We took the excursion accompanied by a guide and, having arrived at our destination, we were involved in a thanksgiving ceremony typical of the Quechua culture. Here, on the shores of the lake, we gather a moment to make an offer to Pachamama, the Mother Earth: it is a very ancient rite, which consists in  collectong in a package some food which is then burned. Finally, the guide has taken three coca leaves and made a fan shape: in this way is represented the bond between the earth (towards which the petiole is directed), the sky and the sun (indicated by the tips of the leaves), uniting all the elements of the ritual.

Finally, we went down a very steep path to the starting point, where the tent set up for lunch with guides and other hikers awaited us.

Visiting the Titicaca lake and the Islas Flotantes

Our itinerary in Peru then continues towards Lake Titicaca, one of the most famous destinations in this country. And rightly so: the lake is in fact one of the largest in the world (to be precise, it is at the eighteenth place in this ranking) and represents almost a world of its own. It stretches between Peru and Bolivia, at an altitude of 3812 meters above sea level and is the highest navigable lake in the world.

But what makes it truly unique is the presence of the floating islands inhabited by the Uros population. The Uros are a pre-Inca population and have taken refuge on the waters of the lake to escape their enemies, including the Incas.

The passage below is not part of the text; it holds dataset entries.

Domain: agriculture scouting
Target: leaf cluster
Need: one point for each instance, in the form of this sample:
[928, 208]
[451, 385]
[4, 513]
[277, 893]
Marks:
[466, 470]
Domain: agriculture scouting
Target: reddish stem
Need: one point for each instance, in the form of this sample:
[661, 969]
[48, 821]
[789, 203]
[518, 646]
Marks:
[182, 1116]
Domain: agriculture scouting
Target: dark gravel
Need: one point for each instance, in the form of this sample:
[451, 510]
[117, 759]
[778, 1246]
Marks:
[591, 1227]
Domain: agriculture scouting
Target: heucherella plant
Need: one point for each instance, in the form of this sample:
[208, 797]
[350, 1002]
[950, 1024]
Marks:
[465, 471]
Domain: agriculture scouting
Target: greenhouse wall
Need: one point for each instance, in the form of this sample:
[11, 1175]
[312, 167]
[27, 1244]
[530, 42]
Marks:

Here, on the water, they have begun to build real "floating" islands - the Islas Flotantes -, so called because they can rise and fall adapting to the change in the water level of the lake, as well as changing position because they function as the big barges.

The islands are built with the totora, a plant that the Uros use in every possible way: as a building material for houses and boats, but also as food. These islets are rather small, in fact about 20/30 people live there, and are connected to each other forming a sort of mobile archipelago.
To visit the Titicaca the best point of support is the town of Puno, on the western shore of the lake, from which the motorboats depart to reach the islands.

Itinerary in Peru, last stop

Our trip to Peru ended in Huacachina, a small oasis in the middle of the Peruvian desert. From Puno we returned to Lima by plane and from there we took a bus that took us to Ina, the closest town to the oasis, in about four hours. Here you can try sandboarding - or snowboarding on the sand - and ride a quad bike on the dunes: a light and fun conclusion to a journey that has given us endless emotions.